Pasar saham Indonesia berpotensi mendapat sentimen positif setelah Supreme Court of the United States (SCOTUS) atau Mahkamah Agung Amerika Serikat membatalkan sebagian besar kebijakan tarif Presiden Donald Trump. Namun, optimisme tersebut masih dihadapkan pada ketidakpastian kebijakan lanjutan dari Trump.
Sehari setelah putusan SCOTUS, Trump mengumumkan kenaikan bea masuk global atas barang impor ke AS menjadi 15%. Situasi ini membuat pelaku pasar kembali mencermati arah kebijakan perdagangan AS dan dampaknya terhadap pasar keuangan global, termasuk Indonesia.
Associate Director of Research and Investment Pilarmas Investindo Sekuritas, Maximilianus Nico Demus, menilai pembatalan tarif oleh SCOTUS berpotensi menimbulkan dampak negatif dan bahkan kekacauan di AS. Ia menyebut, bagi negara lain keputusan tersebut cenderung disambut positif, tetapi persoalan utamanya adalah bagaimana AS menyelesaikan dinamika kebijakan di dalam negeri.
Nico juga berpandangan bahwa setelah putusan SCOTUS ditetapkan, Trump seharusnya tidak bisa menaikkan tarif secara sepihak. Menurutnya, kondisi ini dapat menjadi sentimen positif bagi pasar saham Indonesia dalam jangka menengah hingga panjang.
Head of Research NH Korindo Sekuritas, Ezaridho Ibnutama, menambahkan bahwa keputusan SCOTUS berpotensi memperbaiki sentimen terhadap Indonesia setelah tekanan dari MSCI dan Moody’s, sehingga mendukung optimisme dalam jangka pendek. Meski demikian, ia mengingatkan adanya tantangan bagi pelaku usaha domestik, terutama terkait meningkatnya persaingan dari perusahaan AS yang memperoleh pengecualian regulasi.
Ezaridho juga menilai pelemahan rupiah dapat mendorong sebagian pelaku manufaktur mempertimbangkan relokasi ke AS demi memperoleh tarif lebih rendah, regulasi lebih ringan, serta pendapatan berbasis dolar.
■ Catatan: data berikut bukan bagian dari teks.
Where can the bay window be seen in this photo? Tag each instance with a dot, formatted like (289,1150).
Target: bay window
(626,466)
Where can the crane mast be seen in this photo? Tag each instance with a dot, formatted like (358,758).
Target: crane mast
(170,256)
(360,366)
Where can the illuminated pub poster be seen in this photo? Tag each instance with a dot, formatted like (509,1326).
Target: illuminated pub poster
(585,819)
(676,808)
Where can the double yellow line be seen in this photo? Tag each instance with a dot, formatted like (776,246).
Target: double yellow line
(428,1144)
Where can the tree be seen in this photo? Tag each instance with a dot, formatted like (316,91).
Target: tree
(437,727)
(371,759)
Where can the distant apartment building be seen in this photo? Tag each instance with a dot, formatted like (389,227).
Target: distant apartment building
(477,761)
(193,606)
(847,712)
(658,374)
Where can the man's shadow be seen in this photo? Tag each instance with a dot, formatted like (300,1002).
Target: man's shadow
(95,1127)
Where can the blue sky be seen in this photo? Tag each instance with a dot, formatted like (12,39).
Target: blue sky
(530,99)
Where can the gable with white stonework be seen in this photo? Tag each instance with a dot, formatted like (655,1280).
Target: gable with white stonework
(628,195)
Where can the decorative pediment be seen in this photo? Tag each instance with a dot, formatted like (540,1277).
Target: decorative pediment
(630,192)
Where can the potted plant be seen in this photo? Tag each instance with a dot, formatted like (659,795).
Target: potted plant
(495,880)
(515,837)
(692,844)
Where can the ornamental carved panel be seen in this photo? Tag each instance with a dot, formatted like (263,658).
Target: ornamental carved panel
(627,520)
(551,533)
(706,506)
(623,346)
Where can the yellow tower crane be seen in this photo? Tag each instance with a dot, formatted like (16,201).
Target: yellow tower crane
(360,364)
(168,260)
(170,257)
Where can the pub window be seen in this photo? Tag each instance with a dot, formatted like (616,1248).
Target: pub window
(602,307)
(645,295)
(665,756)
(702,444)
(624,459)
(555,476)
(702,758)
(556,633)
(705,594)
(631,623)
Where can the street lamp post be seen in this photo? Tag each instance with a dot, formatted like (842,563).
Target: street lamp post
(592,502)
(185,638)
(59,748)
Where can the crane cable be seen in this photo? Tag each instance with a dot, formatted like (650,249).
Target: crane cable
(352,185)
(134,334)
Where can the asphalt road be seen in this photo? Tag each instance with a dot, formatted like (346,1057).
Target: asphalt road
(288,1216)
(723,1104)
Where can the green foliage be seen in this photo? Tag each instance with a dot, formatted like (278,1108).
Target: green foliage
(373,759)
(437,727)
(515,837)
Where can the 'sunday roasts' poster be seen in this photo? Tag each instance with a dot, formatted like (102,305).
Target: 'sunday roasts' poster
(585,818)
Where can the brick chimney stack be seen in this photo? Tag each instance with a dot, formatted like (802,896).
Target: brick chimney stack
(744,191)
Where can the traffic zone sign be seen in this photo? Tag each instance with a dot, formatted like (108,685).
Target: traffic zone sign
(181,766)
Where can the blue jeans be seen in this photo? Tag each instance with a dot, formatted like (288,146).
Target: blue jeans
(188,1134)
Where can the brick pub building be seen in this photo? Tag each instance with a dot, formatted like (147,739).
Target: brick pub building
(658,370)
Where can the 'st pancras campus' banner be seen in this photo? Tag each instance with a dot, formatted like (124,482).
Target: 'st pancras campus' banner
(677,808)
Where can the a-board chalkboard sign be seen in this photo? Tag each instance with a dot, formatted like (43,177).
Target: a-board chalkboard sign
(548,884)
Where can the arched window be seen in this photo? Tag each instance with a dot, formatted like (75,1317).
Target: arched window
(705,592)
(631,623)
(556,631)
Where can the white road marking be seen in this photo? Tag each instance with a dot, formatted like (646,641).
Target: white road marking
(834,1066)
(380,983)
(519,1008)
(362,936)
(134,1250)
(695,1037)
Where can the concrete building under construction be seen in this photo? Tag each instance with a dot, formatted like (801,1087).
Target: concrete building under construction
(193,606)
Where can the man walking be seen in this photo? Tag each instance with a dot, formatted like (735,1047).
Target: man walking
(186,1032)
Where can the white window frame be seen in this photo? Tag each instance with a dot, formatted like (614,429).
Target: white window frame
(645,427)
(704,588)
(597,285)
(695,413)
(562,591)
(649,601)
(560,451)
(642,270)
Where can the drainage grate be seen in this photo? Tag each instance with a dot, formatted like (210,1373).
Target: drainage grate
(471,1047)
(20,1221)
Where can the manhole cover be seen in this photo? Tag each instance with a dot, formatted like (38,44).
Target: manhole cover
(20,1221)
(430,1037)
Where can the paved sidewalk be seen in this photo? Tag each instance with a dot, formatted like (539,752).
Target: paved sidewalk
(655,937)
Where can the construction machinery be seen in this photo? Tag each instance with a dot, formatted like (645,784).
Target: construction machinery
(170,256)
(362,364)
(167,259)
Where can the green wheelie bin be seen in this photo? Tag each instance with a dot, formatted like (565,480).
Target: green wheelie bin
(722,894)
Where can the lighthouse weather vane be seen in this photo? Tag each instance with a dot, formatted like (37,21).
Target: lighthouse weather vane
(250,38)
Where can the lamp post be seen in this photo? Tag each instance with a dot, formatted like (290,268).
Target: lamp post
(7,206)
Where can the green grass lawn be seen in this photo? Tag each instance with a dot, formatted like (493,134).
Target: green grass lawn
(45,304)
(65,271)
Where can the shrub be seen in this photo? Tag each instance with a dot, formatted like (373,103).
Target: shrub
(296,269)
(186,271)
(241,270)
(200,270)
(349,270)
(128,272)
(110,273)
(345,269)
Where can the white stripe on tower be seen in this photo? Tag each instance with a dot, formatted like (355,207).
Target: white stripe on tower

Di sisi lain, ia menilai perjanjian dagang ini berpotensi membantu membalik arus keluar modal dan dalam jangka panjang mendukung reformasi struktural yang dapat meningkatkan peluang Indonesia keluar dari jebakan negara berpendapatan menengah.
Sementara itu, Pengamat Pasar Modal sekaligus Co-Founder Pasar Dana, Hans Kwee, menyampaikan bahwa langkah Trump menggunakan tarif global 10% selama 150 hari juga menjadi sentimen positif karena besaran tarif dinilai tidak terlalu tinggi.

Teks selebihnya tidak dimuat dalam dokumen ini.